The final section, "Myth and Religion Formation", explores the contact history between different cultural groups. The four chapters in this section encourage a pluralistic perspective to look beyond the limitations of "one language for one culture, one mythology, and one religion" (19). Lauri Harvilahti's "Mythic Logic and Meta-discursive Practices in the Scandinavian and Baltic Regions" examines the rituals and sacrifices in folk religions and Christianity; and Karolina Kouvola's "The Artificial Bride on Both Sides of the Gulf of Finland" focuses on the pre-Christian poem, The Golden Maiden, as a source of trans-Baltic contacts across Finnic and Scandinavian groups. Both chapters encourage readers evaluate communities on their own terms rather than through Christian paradigms. The final two chapters are written by two of the book's editors. Maths Bertell's "Local Sámi Bear Ceremonialism in a Circum-Baltic Perspective" surveys twenty-eight extant drums with pendants from southern and northern Sámi cultures to recast the regional study of Sámi material culture into a wider, pan-Baltic lens. Frog on "Mythologies in Transformation" nicely concludes the volume by emphasizing mythology's hybridity.
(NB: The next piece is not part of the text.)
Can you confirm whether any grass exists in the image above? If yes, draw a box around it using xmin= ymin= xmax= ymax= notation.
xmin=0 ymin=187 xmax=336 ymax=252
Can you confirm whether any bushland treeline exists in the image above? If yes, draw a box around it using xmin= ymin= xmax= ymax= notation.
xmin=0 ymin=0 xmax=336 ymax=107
Rather than studying different languages and cultures in isolation from each other, Frog claims that "instead what would be 'multiple mythologies' in a contact zone or contact network are reconceived as an expansive symbolic matrix comprised of socially accessible symbols" (282). As the final section, "Myth and Religion Formation"reinforces the book's larger aims that define the Baltic--not by ethnic, linguistic, or national boundaries--but by its constant contact and fluidity.
In tackling the wide geography of the Baltic, the volume would have benefited from new maps as an illustration of the Austmarr Network's goals to create a networked approach to the study of Baltic. Future publications by the Austmarr Network can hopefully incorporate maps of Finland, Karelia, Laplan, and the Scandinavian and Kola Peninsulas for readers unfamiliar with intricacies of the vast northern geography. It would also be productive to see contributions by art and visual cultural historians to further the transdisciplinary reach of the Austmarr group. Indeed, disciplines centered on the visual histories of Scandinavia and the Baltic region can contribute to the Austmarr Network's ongoing methodological discussions on the collation and reconciliation of textual and non-textual historical source material.
Nonetheless, the productive volume will no doubt facilitate future collaborative and transdisciplinary research on the Austmarr. Its individual chapter case-studies work in favor of the book's scope on the Baltic as comprised of diverse cultures, languages, and ethnic groups to ultimately demote unidirectional or unilateral models of interpretation. Contacts and Networks in the Baltic Sea Region proves that there cannot be an overarching, singular narrative of the Baltic.